Polarization imaging can reflect the inherent information of an object, such as the type of material and surface roughness, and different objects show different characteristics of polarization. The use of polarization features can enhance the target detection performance. In this paper, an orthogonal difference method based on the infrared reflected radiation and emitted radiation effects was proposed to extract the polarization features in different directions. Experimental results demonstrated that the proposed method effectively extracted respective polarization parallel and perpendicular features, which outperformed the degree of polarization and the AOP. By employing the NSST algorithm, we fused the intensity image, polarization parallel component image, and perpendicular component image. The fusion result demonstrated that every image evaluation index, including the target contrast with respect to the background, average gradient, and image entropy, was remarkably improved. This finding verifies that the proposed orthogonality difference method has better adaptability and usefulness in extracting features of polarization, and the resulting fused polarization image is effective in enhancing the information of target scenarios.

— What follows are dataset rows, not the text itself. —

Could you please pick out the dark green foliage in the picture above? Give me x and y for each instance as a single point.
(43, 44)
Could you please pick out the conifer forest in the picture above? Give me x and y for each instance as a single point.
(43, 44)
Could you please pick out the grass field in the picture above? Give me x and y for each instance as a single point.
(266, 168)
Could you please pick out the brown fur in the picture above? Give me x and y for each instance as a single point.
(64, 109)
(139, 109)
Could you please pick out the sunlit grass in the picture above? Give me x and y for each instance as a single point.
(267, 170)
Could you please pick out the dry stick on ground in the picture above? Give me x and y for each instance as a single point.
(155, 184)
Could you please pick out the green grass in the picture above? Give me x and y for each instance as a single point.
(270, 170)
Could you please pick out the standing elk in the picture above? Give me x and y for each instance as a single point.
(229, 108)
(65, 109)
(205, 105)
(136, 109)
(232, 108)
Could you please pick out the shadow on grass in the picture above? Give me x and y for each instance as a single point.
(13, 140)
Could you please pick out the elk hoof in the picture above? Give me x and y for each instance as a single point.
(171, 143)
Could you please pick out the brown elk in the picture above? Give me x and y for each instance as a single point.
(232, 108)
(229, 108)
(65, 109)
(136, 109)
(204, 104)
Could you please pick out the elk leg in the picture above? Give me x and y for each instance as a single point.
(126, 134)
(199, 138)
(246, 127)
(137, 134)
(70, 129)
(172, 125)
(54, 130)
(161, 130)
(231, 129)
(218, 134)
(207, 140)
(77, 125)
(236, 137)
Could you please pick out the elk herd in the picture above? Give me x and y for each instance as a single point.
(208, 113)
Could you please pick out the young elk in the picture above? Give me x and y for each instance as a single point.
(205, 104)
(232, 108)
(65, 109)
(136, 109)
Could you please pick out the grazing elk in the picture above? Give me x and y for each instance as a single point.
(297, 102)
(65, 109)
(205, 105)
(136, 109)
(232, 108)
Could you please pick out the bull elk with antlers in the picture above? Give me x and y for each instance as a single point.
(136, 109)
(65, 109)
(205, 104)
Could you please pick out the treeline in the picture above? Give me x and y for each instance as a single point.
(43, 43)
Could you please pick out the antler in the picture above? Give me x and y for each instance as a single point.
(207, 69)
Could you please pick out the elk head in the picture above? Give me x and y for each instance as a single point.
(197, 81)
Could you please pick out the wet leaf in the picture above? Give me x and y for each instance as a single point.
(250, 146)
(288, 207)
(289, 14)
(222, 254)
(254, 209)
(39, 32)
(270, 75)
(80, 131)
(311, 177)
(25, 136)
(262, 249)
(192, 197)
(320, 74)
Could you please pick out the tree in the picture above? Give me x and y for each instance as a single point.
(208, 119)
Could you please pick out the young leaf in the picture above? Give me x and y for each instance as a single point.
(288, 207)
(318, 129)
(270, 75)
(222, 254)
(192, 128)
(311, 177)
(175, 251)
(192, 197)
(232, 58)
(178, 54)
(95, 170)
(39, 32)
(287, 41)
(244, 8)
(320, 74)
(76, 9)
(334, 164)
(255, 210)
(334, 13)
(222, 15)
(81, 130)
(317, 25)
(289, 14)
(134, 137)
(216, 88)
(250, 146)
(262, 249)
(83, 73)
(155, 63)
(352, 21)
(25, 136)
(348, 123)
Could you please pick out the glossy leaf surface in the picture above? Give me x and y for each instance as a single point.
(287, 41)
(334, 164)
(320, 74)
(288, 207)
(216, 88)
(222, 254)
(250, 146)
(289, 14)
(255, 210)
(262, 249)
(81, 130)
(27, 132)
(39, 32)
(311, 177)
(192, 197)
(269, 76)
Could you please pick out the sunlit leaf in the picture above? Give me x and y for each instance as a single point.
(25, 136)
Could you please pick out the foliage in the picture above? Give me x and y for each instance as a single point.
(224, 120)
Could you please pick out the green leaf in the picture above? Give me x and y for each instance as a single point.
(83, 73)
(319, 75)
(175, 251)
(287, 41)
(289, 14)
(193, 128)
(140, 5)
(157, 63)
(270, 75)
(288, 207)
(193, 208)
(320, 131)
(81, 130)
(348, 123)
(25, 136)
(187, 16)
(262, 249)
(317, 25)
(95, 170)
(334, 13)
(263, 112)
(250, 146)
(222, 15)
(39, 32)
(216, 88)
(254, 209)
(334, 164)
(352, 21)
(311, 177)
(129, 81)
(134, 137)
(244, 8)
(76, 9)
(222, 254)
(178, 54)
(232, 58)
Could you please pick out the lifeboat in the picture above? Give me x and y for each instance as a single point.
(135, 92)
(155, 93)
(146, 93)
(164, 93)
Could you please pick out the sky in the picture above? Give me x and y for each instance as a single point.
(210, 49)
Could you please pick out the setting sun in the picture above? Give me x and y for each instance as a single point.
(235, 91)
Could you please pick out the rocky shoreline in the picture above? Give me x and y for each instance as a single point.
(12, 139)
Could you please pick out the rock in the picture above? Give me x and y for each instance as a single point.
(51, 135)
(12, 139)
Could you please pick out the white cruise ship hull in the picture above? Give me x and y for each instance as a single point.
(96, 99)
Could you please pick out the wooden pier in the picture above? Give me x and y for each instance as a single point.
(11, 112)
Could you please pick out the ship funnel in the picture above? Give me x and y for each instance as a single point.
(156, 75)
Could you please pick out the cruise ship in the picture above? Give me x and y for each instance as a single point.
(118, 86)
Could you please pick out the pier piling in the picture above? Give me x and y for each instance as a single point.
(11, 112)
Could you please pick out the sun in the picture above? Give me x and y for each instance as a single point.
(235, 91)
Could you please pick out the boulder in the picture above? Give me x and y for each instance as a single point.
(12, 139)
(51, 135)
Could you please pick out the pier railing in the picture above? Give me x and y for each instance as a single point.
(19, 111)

This paper was supported by the Natural Science Foundation of China (61302145) and Preresearch Fund for Weapons and Equipment (9140C800302KG01).
JingHua Zhang received his BE degree in electrical engineering and its automation from Huazhong University of Science and Technology, in 2016. Currently, he is an ME student in the ATR Laboratory, NUDT. His research interests are infrared image processing and automatic target recognition.
Yan Zhang is a professor at the ATR Key Laboratory, National University of Defense Technology (NUDT). She received her BS and MS degrees in physics from NUDT in 1997 and 2003, respectively, and her PhD in 2008. She is the author of more than 30 journal papers. Her current research interests include optical image processing. She is a member of SPIE.
ZhiGuang Shi received his BE degree in automatic control from Shijiazhuang Mechanical Engineering College, Shijiazhuang, China, in 1996 and his ME and PhD degrees in information and telecommunication systems from NUDT, Changsha, China, in 2002 and 2007, respectively. His research interest includes ladar and infrared image processing, radar clutter modeling, and statistical analysis.